Valos, forgetting all dignity, forgetting the onlookers, recoiled and shouted the first thing that came to his now perfectly organized mind in his panic:
— BURN IN HOLY FIRE, CREATURE!
A ball of white-gold flame burst from his outstretched palm. Small, but fierce. It engulfed the «chicken.» And it simply crumbled, turning into a handful of ash and extinguished embers.
Valos stood, breathing heavily. His ears pounded. «Now I definitely, FUCKING need to get drunk.»
The «Merry Troll» tavern greeted him with its familiar buzz and the smell of sour ale. He collapsed onto a bench in the corner, nodded to the innkeeper. A few mugs of ale later, a clay bowl of stew was set before him. Thick, meaty, with floating root vegetables.
He scooped up a spoonful. Brought it to his mouth.
And froze.
The surface of the stew stirred. Not from steam. Not from a trembling hand. On it, from a slick of fat and broth, formed… a little face. Primitive, made of two dot-eyes and an arc-mouth.
The mouth stretched into a wide, unnatural smile.
The soup smiled back at him.
Valos slowly, very slowly, lowered the spoon back into the bowl.

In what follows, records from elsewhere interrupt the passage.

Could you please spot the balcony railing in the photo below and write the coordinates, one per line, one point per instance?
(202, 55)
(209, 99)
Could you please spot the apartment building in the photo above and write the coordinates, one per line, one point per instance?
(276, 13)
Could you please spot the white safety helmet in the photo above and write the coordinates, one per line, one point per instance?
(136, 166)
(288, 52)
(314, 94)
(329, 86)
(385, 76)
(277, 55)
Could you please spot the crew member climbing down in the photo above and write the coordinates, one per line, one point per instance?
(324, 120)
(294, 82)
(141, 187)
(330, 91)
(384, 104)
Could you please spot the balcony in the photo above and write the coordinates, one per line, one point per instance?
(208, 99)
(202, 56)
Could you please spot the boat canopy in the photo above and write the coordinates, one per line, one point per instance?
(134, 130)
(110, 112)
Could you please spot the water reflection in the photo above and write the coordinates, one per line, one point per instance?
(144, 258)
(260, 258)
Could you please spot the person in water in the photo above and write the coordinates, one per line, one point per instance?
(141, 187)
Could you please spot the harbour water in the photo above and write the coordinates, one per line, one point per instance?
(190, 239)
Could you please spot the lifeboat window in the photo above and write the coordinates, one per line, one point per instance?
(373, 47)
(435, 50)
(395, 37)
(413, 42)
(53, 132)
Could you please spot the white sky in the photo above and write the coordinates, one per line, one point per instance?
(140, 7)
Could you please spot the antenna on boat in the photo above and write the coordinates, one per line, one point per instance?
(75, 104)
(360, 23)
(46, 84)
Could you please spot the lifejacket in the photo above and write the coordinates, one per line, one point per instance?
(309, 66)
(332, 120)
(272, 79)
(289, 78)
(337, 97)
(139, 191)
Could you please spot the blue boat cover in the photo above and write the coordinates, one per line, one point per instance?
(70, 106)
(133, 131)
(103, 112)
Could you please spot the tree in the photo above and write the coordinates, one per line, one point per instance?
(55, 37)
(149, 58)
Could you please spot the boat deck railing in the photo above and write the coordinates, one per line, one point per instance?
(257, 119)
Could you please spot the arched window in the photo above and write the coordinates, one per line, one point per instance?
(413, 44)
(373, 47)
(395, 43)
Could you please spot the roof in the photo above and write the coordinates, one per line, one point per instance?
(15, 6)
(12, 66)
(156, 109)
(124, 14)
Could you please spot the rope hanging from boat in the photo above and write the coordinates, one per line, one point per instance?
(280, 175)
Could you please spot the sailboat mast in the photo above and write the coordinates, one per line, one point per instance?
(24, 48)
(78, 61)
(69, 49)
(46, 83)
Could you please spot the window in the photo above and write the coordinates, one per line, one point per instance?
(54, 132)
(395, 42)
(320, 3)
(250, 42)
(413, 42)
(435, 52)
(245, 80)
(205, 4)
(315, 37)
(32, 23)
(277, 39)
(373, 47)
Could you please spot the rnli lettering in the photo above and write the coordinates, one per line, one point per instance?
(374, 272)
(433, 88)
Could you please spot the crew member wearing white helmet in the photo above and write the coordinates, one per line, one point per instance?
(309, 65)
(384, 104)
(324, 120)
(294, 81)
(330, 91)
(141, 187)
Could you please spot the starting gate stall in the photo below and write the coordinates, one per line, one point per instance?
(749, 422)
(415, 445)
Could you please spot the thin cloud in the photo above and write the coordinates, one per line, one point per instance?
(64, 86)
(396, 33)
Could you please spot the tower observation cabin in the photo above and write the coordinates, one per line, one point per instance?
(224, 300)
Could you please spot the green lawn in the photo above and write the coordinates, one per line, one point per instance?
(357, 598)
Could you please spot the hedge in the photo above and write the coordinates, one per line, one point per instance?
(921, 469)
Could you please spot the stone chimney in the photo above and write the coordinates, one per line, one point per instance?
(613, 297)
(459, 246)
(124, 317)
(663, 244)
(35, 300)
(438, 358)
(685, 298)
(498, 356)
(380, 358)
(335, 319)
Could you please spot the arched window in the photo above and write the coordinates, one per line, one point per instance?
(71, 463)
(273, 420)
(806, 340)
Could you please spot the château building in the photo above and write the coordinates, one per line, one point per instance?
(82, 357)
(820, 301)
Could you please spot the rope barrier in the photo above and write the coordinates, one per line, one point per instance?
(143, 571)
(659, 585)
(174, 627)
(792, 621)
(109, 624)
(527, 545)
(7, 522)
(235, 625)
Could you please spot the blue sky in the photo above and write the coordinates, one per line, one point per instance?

The smile rippled on the surface, dissolving back into harmless fat.
He looked up and met the eyes of the innkeeper, Bartholomew, who was wiping mugs.
— Is the stew special today? — Valos asked. His voice sounded remarkably calm.
— As always, sir! — the innkeeper replied cheerfully. — Beef from last week, our own root vegetables! Nothing extra!
Valos looked at the bowl. At the serene, steaming surface of the soup.
«Nothing extra. Except spontaneously emerging zoomorphic life.»
He carefully pushed the bowl aside. Took out his coin purse and laid a coin on the table. Stood up.
— Thank you. I've suddenly lost my appetite.
He stepped out into the gathering dusk. The city around him lived its life: the cries of merchants, the clang of a smith's hammer, laughter. But somewhere in this chaos of sounds now lurked a quiet grinding at the edge of audibility. And in the air, beneath the smells of bread and manure, hung a sweetish, barely perceptible scent of ozone and hot blood.
He had received his Slot. He remembered his mission.
And now he understood: in a world where soup begins to smile and chickens are cobbled together from pain and magic, his primary task was not to answer the eternal question.
It was simply to survive long enough for that question to still have meaning.